Sono stato da un calzolaio di quelli vecchi, che sanno fare le riparazioni piu’ assurde, il quale mi ha detto “i puoi ittare“, perche’ ripararli non vale la pena ed e’ economicamente sconveniente (ne ho trovato un paio a 30 euro, questi ne son costati 50).

In quanto membro del 653° Shark Team ho il dovere 🙂 di indagare, capire, studiare e migliorarmi sempre, cosi’ ho deciso di smontarli, farne l’autopsia e capire come cazzo sono fatti sti anfibi. Cosi’ ho scoperto varie cose…

Prima di tutto, il danno:

Praticamente le solette di cuoio che stanno tra la suola di gomma e la scarpa, quella parte di cuoio dove si inchioda ed incolla la suola per intenderci, si e’ SPACCATA a meta’. Come e’ stato possibile?

Smontandola mi sono reso conto che il cuoio delle suole di sti cazzo di stivali era duro come fosse cartone, e si e’ semplicemente spaccato, probabilmente a causa del freddo.

Come vedete, nello smontare la suola, questa si e’ ridotta a pezzettini. La consistenza sembrava quella di vetro o plastica dura!!! La parte nera, letteralmente, e’ quella che si sbriciola.

Allora mi domando, ma possibile che il cuoio sia cosi’ secco ed indurito?
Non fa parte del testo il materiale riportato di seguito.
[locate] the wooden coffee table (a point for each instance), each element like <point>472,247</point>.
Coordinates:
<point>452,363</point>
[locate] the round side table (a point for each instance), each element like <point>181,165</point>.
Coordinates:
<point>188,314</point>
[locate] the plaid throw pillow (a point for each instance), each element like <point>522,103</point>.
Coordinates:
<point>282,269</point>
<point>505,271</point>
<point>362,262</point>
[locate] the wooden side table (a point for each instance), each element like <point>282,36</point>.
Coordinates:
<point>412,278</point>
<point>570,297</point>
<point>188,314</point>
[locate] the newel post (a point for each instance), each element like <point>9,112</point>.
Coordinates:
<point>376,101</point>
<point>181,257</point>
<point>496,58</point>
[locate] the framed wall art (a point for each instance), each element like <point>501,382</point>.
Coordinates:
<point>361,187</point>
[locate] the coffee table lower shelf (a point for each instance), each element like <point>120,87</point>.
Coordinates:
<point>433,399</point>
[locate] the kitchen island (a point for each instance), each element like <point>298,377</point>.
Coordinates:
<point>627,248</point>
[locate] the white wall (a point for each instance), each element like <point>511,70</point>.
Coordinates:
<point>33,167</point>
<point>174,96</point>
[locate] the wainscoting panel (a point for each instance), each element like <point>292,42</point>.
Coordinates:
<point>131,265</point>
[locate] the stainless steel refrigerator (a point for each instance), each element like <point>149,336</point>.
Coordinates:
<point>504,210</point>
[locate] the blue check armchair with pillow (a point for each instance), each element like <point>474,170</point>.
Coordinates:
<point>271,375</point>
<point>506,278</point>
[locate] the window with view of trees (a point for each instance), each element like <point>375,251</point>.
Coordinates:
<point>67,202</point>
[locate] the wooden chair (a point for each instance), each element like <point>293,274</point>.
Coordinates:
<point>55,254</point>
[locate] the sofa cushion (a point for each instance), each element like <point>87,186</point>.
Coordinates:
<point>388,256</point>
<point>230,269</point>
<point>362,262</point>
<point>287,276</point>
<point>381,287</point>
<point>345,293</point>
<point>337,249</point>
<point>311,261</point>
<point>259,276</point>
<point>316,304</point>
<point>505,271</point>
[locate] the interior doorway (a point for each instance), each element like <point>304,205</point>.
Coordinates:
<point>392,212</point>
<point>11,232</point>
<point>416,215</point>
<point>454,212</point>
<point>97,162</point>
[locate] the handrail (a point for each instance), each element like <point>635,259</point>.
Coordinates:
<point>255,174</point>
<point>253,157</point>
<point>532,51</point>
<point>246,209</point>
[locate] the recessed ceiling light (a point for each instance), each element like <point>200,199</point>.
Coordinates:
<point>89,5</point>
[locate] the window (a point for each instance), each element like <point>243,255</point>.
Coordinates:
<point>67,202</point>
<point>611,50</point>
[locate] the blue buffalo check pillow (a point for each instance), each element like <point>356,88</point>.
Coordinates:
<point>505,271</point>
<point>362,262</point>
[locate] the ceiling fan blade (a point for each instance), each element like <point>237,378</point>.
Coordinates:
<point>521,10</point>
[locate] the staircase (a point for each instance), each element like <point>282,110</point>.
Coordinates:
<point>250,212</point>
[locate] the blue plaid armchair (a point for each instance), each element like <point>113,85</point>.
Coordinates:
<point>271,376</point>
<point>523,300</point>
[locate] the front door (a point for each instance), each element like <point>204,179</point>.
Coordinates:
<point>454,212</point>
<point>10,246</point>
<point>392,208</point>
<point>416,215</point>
Eppure questi anfibi erano NUOVI, inscatolati nella confezione ORIGINALE dell’esercito italiano (quella bianca col NUOVO LOGO “EI”, per intenderci), con la plastichina trasparente, le bustine di silicone antiumidita’… erano perfetti quando li ho comprati… scatola nuova, non sembravano essere dei fondi di magazzino… la data sulla scatola era 2009!

Allora guardo CON ATTENZIONE la suola, e scopro questo:

DATA: 1978.

Mille novecento settanta otto. TRENT’ANNI FA.

SONO SENZA PAROLE!

Vuol forse dire che la ditta che fornisce l’esercito prende MERDA di 30 anni fa, gli da una ripulita, la riconfeziona dentro una scatola nuova di zecca e li spacciano per “nuovi”???
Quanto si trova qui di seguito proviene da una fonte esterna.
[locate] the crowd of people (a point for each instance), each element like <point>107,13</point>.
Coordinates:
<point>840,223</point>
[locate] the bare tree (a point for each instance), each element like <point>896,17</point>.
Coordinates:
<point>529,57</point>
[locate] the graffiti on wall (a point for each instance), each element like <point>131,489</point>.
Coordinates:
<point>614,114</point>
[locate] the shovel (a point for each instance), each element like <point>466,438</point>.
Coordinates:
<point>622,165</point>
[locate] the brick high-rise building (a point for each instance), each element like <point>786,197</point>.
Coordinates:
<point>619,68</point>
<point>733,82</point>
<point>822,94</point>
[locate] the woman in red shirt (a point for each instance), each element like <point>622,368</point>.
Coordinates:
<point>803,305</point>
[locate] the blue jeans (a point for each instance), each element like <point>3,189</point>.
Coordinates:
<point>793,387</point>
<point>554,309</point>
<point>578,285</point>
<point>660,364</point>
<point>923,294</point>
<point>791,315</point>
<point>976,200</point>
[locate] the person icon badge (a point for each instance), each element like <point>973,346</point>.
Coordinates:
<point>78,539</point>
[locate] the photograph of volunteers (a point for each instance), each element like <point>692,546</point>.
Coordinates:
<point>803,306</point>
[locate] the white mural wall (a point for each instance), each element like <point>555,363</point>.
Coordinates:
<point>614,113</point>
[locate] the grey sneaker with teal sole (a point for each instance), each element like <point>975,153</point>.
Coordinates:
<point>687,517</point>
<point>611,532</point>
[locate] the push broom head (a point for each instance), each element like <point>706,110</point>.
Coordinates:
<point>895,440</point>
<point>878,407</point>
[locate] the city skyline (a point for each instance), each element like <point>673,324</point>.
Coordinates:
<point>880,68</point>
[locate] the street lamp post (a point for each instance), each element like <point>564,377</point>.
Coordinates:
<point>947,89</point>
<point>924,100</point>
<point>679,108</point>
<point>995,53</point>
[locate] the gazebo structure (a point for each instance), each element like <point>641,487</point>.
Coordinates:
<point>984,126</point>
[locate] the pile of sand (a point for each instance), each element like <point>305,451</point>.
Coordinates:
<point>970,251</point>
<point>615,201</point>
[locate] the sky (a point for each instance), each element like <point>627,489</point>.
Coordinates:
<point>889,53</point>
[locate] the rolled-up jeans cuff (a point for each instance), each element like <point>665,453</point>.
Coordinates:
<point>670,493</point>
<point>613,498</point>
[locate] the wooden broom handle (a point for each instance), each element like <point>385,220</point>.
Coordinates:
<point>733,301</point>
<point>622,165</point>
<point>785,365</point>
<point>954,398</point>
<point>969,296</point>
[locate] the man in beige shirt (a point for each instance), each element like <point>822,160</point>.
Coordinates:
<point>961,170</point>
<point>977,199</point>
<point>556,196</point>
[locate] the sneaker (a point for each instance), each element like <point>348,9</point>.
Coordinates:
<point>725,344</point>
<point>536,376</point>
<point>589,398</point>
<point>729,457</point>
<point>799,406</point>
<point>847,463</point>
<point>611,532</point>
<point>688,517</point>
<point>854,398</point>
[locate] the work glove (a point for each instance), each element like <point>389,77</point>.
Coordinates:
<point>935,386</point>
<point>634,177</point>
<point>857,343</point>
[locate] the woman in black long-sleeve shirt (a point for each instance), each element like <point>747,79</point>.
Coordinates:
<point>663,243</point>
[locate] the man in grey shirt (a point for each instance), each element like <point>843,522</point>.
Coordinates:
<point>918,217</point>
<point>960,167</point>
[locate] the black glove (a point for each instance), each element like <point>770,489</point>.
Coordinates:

E non finisce qua, ho scoperto anche questa cosa.

Gli stivali sono misura 45.
La suola e’ misura 45-46.
Il tacco e’ misura 41-42!!!!!!!

PAZZESCO. Ecco perche’ mi sembrava effettivamente piccolo come base di appoggio… questi BASTARDI forse hanno messo insieme pezzi diversi, per fare stivali a basso costo…
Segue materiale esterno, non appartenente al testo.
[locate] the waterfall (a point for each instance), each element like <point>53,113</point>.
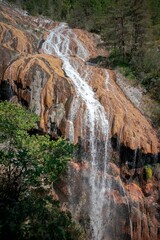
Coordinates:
<point>94,122</point>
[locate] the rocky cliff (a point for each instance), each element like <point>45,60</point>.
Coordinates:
<point>40,82</point>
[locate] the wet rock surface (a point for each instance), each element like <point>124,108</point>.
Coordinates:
<point>39,82</point>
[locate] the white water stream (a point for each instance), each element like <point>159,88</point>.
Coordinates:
<point>64,43</point>
<point>59,43</point>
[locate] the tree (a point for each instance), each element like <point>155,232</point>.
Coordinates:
<point>29,165</point>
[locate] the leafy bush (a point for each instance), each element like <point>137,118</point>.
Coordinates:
<point>29,165</point>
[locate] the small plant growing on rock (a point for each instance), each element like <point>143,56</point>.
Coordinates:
<point>148,172</point>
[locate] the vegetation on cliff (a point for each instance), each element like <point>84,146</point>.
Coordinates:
<point>30,165</point>
<point>130,30</point>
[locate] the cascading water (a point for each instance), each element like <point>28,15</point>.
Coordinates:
<point>94,122</point>
<point>94,128</point>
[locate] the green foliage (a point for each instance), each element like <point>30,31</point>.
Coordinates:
<point>148,172</point>
<point>29,166</point>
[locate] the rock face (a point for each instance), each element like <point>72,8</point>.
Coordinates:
<point>40,82</point>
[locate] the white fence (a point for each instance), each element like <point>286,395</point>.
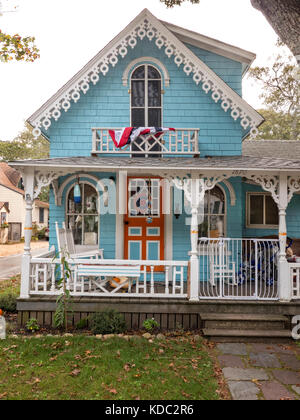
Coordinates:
<point>158,279</point>
<point>295,280</point>
<point>238,269</point>
<point>182,141</point>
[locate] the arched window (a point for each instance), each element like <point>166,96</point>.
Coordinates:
<point>214,217</point>
<point>83,218</point>
<point>146,97</point>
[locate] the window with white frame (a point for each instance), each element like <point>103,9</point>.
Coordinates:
<point>83,217</point>
<point>213,214</point>
<point>146,101</point>
<point>262,211</point>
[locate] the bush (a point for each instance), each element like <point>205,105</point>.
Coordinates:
<point>8,302</point>
<point>108,322</point>
<point>82,324</point>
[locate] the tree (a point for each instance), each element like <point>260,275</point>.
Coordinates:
<point>14,47</point>
<point>18,48</point>
<point>281,94</point>
<point>24,146</point>
<point>278,126</point>
<point>283,16</point>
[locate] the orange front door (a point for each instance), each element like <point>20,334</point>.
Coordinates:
<point>144,221</point>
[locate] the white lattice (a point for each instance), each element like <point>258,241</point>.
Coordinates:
<point>147,26</point>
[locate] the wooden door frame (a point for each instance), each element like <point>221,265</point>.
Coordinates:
<point>161,237</point>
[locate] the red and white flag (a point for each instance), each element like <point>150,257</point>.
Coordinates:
<point>128,134</point>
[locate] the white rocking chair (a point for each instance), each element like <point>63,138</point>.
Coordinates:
<point>220,268</point>
<point>66,244</point>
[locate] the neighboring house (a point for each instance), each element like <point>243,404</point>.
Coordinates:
<point>13,209</point>
<point>160,75</point>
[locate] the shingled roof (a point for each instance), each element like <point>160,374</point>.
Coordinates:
<point>284,149</point>
<point>9,177</point>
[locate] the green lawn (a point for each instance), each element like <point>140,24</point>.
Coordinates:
<point>83,367</point>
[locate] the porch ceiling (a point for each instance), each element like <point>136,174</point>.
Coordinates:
<point>216,163</point>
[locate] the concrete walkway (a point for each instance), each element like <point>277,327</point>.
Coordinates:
<point>261,371</point>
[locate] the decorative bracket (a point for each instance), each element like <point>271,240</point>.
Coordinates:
<point>44,180</point>
<point>147,26</point>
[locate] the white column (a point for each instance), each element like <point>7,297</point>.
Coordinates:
<point>28,179</point>
<point>285,287</point>
<point>194,260</point>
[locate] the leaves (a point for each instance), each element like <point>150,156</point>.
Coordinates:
<point>14,47</point>
<point>172,3</point>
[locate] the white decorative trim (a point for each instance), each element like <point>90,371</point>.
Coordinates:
<point>44,180</point>
<point>146,25</point>
<point>269,183</point>
<point>293,186</point>
<point>59,192</point>
<point>231,192</point>
<point>146,60</point>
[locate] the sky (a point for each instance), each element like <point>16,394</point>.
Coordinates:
<point>70,32</point>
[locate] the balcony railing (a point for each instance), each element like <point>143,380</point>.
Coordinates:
<point>182,141</point>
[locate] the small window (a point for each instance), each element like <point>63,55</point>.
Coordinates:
<point>213,223</point>
<point>3,218</point>
<point>41,215</point>
<point>261,210</point>
<point>83,217</point>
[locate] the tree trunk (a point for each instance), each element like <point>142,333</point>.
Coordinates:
<point>284,17</point>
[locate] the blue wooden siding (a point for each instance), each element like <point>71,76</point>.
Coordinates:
<point>292,216</point>
<point>184,105</point>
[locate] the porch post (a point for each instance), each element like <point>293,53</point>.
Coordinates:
<point>285,288</point>
<point>28,179</point>
<point>194,259</point>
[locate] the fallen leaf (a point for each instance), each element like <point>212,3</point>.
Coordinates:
<point>75,372</point>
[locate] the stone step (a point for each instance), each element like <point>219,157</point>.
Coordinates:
<point>220,335</point>
<point>244,325</point>
<point>242,317</point>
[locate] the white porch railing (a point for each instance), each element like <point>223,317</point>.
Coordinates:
<point>238,269</point>
<point>158,279</point>
<point>182,141</point>
<point>295,280</point>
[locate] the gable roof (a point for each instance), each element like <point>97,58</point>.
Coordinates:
<point>5,205</point>
<point>9,177</point>
<point>286,149</point>
<point>146,25</point>
<point>213,45</point>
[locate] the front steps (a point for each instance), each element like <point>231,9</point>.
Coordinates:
<point>246,327</point>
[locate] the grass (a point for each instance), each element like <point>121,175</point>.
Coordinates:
<point>83,367</point>
<point>11,286</point>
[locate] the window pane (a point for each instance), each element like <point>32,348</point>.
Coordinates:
<point>217,205</point>
<point>154,117</point>
<point>139,73</point>
<point>90,230</point>
<point>75,223</point>
<point>153,73</point>
<point>72,206</point>
<point>154,93</point>
<point>216,226</point>
<point>138,93</point>
<point>256,209</point>
<point>203,228</point>
<point>271,211</point>
<point>90,199</point>
<point>138,117</point>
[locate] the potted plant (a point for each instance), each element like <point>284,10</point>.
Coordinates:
<point>4,233</point>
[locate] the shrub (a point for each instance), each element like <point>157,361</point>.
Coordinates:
<point>150,324</point>
<point>32,325</point>
<point>8,302</point>
<point>82,324</point>
<point>108,322</point>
PECCATO che siano l’unico anfibio che e’ capace di tenermi la caviglia in asse, piu’ di una volta mi hanno davvero salvato il piede sinistro, che altrimenti sarebbe in pezzi dato che mi manca un legamento esterno.

Ergo, alla fine ne prendero’ un paio identico se non simile, in attesa di trovare di meglio….

Ecco come sono fatti “sotto”, tolte tutte e 4 (quattro!!!) le suole di merda spesse 2 millimetri e dure come la pietra:

Se invece di riempire la suola di strati di cuoio DEL CAZZO, mettessero qualcosa di piu’ morbido ma soprattutto che non sia vecchio di 30 anni, ecco come sarebbero gli anfibi para’:

molto piu’ bassi ma soprattutto…

ecco quanto sarebbero MORBIDI!!!!

Tralasciamo di parlare della parte rigida dietro il tallone, che non fa altro che raschiare lo stesso dando un fastidio della madonna…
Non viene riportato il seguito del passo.